That said, you get the even more counter-intuitive proposition: 0.222222... = 1 in base 3.

I think the whole problem comes out as there is no way to represent the number closest, but still less than 1. The number exists, but our methods of representing numbers is incomplete.


Why would someone think that .9 no matter what else comes after would magically change to 1.0? .9 is .9 and even an infinite amount of 9s will not change the value of that first 9!!! Therefore .999 does not equal one, it is just close. And can an infinite amount of 9s or anything for that matter even exist?


I'd like to point out a rather fundamental flaw with your "proof".
Let x=1 and y=.9999...

Now I need to remind you of a basic identity property that any number minus "itself" equals 0.

SO, x-y 0

In your older post you said the following:

"Let me guess: the average is .99999...05? So after this infinite list of 9s, there's the possibility of starting up multiple-digit extensions? Doesn't that just raise the obvious question: What about .9999999...9999999...? Namely, infinitely many 9s, and then after that infinite list, there's another infinite list of 9s? How, exactly is that different from the original infinite list of 9s? If you saw it written out, where would the break between the lists be?"

The same applies to .000....000... The fact is that it IS infinite, but there is something at the end. And infinitely small number does not equal one and further more, adding this infinitely small number to 1 would make it greater than one, but adding it to .999... would make it 1! You cannot argue that it does not exist due to the same logic you are using to say that it is infinitely close to 1. Close does not mean equal.

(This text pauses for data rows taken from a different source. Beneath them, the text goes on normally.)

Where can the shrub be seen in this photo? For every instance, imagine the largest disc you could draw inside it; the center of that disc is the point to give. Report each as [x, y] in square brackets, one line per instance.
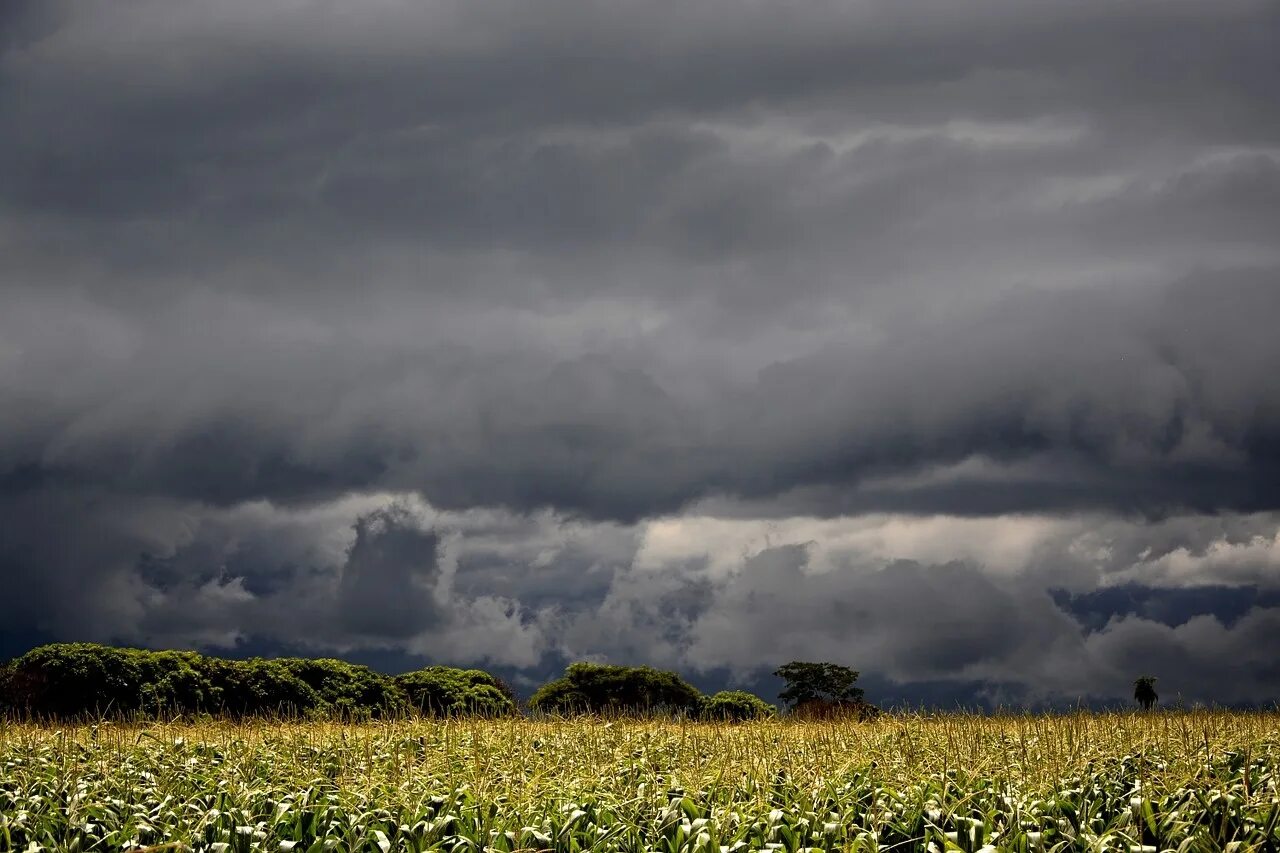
[736, 706]
[348, 689]
[599, 688]
[443, 690]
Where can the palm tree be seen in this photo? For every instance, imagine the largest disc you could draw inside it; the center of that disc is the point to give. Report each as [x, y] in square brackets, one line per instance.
[1144, 690]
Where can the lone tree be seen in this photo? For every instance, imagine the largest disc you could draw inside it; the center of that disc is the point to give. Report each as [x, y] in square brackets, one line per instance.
[1144, 692]
[819, 687]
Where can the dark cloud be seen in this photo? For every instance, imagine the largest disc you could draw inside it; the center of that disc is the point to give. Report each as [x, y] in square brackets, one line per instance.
[273, 276]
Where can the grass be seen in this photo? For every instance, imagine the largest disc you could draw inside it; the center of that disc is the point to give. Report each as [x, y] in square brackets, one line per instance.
[1200, 780]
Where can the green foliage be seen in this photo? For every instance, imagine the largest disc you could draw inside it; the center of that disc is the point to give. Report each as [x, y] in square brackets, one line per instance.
[1201, 781]
[83, 680]
[602, 688]
[348, 689]
[736, 706]
[442, 690]
[809, 684]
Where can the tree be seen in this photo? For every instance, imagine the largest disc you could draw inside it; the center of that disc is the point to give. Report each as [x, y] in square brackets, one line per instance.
[828, 684]
[594, 688]
[736, 706]
[443, 690]
[1144, 692]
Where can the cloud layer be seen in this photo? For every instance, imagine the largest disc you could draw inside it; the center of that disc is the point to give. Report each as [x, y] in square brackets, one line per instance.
[417, 329]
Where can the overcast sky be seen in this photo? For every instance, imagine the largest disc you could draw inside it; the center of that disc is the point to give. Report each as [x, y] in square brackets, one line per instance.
[931, 337]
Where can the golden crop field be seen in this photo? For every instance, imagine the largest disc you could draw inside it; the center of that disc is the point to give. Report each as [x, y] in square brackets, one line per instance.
[1197, 780]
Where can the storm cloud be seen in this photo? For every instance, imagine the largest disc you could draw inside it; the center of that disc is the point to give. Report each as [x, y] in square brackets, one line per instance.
[433, 329]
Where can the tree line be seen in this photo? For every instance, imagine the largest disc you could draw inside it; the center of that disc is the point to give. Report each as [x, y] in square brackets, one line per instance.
[86, 680]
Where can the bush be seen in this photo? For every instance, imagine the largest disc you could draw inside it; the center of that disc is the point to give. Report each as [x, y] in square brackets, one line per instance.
[348, 689]
[76, 679]
[443, 690]
[69, 680]
[599, 688]
[736, 706]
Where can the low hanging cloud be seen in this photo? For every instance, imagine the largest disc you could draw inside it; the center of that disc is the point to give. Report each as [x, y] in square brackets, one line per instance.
[461, 331]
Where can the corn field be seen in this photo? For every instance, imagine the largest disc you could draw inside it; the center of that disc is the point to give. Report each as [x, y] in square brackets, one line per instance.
[1198, 780]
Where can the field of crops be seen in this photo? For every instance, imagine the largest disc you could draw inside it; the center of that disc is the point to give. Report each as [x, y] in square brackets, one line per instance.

Matt, what is this "something at the end" you speak of? You do not say what it is, nor do you do any calculations to demonstrate the properties you assign to it. You provide no evidence whatsoever that it exists at all. In other words, you're just like that chicken who runs around claiming that the sky is falling.

I suggest you go to Wikipedia and read the articles there about "Real Numbers" and "0.999...".

Also, if you deign to reply at all, show me your calculation of "1 - 0.999... =". And no, you are not allowed to replace 0.999... with "0.999...9" or similar. The moment you do so, you admit that you have to lie and cheat to prove your case.